For those who work in public areas or warehouses where motor vehicles are used, worker visibility is vital. In a fast-paced work environment, it is all too easy to lose track of where everyone is at any given time. When hearing protection is required there is the added risk of workers not hearing vehicles as they approach, greatly increasing the chances of a work-related accident that could result in serious injury or death. The simple solution to this potentially dangerous situation is the use of high visibility, or Hi-Vis clothing and apparel.
ANSI/ISEA 107 is a voluntary set of guidelines that define the settings that require Hi-Vis gear and establishes 3 basic classes of garments based on the level of risk in the work environment: Class 1 or Type O (Off-Road), Class 2 or Type R (Roadway) and Class 3 or Type P (Public Safety).
Class 1 (Type O) is defined as apparel that “provides daytime and nighttime visual conspicuity enhancement for workers in occupational environments which pose struck-by hazards from moving vehicles, equipment and machinery, but which will not include exposure to traffic on public access highway rights-of-way or roadway temporary traffic control (TTC) zones.” This class offers the minimum amount of high visibility materials to differentiate the wearer from non-complex work environments and is only appropriate for off-road environments. Examples of activities included in Class 1 include workers gathering shopping carts from parking areas, persons working in oil and gas extraction, refineries and mines and those exposed to the hazards of warehouse equipment traffic.
Class 2 (Type R) represents the minimum level of protection for workers exposed to roadway rights-of-way and temporary traffic control (TTC) zones and is defined as apparel that “provides daytime and nighttime visual conspicuity enhancement for workers in occupational environments which include exposure to traffic (vehicles using the highway for purposes of travel) from public access highway rights-of-way, or roadway TTC zones or from work vehicles and construction equipment within a roadway TTC zone.” Roles included in Class 2 are roadway construction workers, school crossing guards, airport baggage handlers and ground crew, parking and/or toll gate personnel and tow truck operators.
Class 3 (Type P) provides the most visibility to the wearer in complex backgrounds and through a full range of movement. This class includes garments that “provide daytime and nighttime visual conspicuity enhancement for emergency and incident responders and law enforcement personnel in occupational environments which include exposure to traffic (vehicles using the highway for purposes of travel) from public access highway rights-of-way, or roadway TTC zones, or from work vehicles and construction equipment within a roadway TTC zone or from equipment and vehicles within the activity area.” Occupations requiring Class 3 garments include road closure personnel, firefighters, emergency response workers, accident site investigators and law enforcement officers.
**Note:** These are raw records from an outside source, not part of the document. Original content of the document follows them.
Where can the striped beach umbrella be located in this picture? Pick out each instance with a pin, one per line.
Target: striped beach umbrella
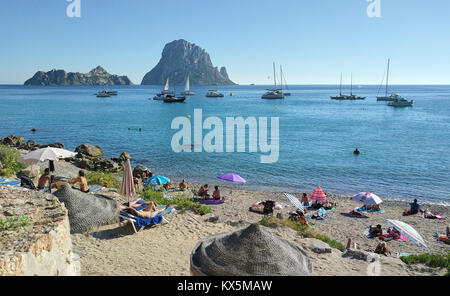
(318, 194)
(407, 230)
(295, 202)
(367, 198)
Two more classifications of garments are listed for less dangerous settings. ANSI Class E garments do not meet the standards alone, but when worn with Class 2 or Class 3 garments they create a Class 3 ensemble. Enhanced visibility describes any garment of any color that has retro-reflective striping added to it in any configuration. This apparel benefits workers with higher visibility for low light conditions, however is not ANSI compliant.
By following the guidelines established by ANSI/ISEA 107, organizations are providing workers with the highest available visibility in hazardous conditions and are doing everything they can to avoid work-related injuries.